Food Yard
Set against the backdrop of a climate crisis, Food Yard proposes a sustainable parallel to the existing British farming infrastructure – improving food security by providing an alternate to mass-scale farming. At the root of the project is Silvopasture - an ancient practice of farming integrating the pasteurisation of livestock in forested areas – primarily used to combat methane emissions and improve carbon sequestration. Additionally, Not only beneficial to both forest and livestock health, Silvopasture also offers the opportunity for foraging and an improved biodiversity net gain.
Using architectural interventions as a mechanism to increase afforestation networks, the scheme itself encourages people to visit the site by allowing them to ‘Walk the yards’. They are taken on a ‘journey’ which follows the production of their food, first entering the pasture where they see the livestock resting and onsite gardens growing local produce, to then passing the slaughter house.
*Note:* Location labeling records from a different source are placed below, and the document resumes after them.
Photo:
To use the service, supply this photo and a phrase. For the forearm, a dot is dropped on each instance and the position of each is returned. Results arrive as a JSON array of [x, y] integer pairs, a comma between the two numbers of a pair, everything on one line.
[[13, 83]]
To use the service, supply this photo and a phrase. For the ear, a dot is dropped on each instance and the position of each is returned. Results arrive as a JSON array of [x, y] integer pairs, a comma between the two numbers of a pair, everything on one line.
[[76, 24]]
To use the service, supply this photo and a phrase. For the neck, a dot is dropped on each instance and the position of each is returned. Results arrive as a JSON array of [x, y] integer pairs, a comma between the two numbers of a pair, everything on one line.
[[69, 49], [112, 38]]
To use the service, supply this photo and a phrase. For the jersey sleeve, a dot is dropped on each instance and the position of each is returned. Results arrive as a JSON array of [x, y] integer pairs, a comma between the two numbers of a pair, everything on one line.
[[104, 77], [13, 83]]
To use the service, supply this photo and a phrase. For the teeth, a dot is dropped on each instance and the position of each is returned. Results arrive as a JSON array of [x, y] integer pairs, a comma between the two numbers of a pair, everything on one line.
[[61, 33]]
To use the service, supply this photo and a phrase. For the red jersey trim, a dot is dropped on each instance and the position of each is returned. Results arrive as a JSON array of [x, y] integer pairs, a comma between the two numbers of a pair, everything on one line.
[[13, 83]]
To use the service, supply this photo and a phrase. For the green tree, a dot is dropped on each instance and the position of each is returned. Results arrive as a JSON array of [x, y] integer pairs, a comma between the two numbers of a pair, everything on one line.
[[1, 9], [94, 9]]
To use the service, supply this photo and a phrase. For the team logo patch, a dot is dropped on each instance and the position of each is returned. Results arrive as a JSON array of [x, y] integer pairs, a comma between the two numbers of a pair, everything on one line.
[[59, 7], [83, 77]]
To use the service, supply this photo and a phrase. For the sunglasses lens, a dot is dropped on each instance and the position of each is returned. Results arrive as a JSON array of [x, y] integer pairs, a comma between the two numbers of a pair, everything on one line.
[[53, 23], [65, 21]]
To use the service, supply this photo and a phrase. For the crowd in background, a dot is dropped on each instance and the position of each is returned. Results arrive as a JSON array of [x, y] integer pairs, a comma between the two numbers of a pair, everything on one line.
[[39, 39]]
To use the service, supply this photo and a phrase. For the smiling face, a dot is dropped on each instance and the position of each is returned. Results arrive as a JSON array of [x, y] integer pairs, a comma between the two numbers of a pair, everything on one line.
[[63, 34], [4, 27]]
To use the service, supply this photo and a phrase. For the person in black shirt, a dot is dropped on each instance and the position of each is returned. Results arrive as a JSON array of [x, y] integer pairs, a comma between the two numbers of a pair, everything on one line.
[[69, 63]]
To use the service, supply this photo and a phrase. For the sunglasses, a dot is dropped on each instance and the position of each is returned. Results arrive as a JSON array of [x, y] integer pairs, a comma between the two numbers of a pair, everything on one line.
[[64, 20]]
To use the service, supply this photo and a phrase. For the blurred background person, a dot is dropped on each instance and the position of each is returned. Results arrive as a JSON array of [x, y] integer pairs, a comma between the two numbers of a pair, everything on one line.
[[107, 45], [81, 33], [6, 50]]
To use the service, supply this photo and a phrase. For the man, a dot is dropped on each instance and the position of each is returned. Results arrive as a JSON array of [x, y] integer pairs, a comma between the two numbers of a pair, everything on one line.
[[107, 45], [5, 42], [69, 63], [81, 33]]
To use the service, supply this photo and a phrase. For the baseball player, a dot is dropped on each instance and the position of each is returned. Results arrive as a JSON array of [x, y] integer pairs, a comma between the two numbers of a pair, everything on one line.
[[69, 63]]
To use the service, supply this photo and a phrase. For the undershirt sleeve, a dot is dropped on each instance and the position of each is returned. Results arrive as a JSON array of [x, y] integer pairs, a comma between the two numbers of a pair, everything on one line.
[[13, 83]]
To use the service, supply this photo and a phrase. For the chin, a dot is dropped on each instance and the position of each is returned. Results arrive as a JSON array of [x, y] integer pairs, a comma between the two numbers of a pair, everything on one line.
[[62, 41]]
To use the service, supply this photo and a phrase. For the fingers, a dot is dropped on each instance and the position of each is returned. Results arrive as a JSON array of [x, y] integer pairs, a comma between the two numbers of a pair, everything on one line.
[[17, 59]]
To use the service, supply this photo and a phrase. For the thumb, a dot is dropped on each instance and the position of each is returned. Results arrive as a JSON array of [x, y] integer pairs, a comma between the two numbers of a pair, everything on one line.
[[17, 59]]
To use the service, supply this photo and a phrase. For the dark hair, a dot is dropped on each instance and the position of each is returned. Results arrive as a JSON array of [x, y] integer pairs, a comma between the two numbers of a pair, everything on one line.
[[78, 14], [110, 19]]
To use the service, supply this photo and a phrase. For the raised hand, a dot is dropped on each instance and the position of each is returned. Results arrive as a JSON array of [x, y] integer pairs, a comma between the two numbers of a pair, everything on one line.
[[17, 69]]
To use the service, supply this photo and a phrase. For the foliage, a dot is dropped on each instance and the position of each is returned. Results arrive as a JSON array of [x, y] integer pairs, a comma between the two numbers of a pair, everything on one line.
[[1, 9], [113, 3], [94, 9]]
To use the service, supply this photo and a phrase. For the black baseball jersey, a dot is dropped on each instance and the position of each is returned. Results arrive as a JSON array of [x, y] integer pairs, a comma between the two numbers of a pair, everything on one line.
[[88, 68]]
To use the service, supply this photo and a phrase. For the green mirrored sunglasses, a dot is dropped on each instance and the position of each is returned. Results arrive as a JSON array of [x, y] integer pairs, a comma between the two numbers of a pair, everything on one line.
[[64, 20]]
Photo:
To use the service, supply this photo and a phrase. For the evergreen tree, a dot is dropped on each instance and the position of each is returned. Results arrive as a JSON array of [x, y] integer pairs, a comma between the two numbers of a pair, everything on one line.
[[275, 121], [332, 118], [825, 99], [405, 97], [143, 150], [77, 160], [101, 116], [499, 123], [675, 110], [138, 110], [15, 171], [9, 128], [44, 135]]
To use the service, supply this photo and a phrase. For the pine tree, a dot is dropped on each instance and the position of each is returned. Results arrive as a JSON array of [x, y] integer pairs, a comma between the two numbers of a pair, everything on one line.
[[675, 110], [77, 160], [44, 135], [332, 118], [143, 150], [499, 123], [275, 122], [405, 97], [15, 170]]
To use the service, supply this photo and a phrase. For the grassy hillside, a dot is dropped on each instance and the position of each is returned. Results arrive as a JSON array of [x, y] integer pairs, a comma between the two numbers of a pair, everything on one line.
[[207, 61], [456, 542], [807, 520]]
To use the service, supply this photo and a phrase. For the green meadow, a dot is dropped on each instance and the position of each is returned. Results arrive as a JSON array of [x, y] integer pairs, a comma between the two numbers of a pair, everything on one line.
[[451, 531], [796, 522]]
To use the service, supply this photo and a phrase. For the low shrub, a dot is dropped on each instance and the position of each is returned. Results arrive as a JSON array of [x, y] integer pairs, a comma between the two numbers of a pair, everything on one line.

Here they are shown the reality of the abattoir, no longer ignored behind a windowless wall (this transparency also encourages an improved animal welfare). The consumer is then encouraged to buy the food grown, forested and produced on site at the ‘market’, with which they can then cook and eat themselves at the onsite hearths. This promotes the consumer to have a stake in their food, highlighting the importance of the forest as a food source and therefore the importance of climate action in forest regrowth.
The project’s ideals follow contextual vernacular, both in architectural representation and environmental considerations. The scheme presented is specific to its site, utilising a Cumbrian farmyard typology from material use such as slate and limestone; to building organisation around a courtyard – lineated in the case of ‘Food yard’. The scheme has potential for expansion, with each Food yard adapting to its locality – with changes ranging from the buildings’ form and materials to the food they farms.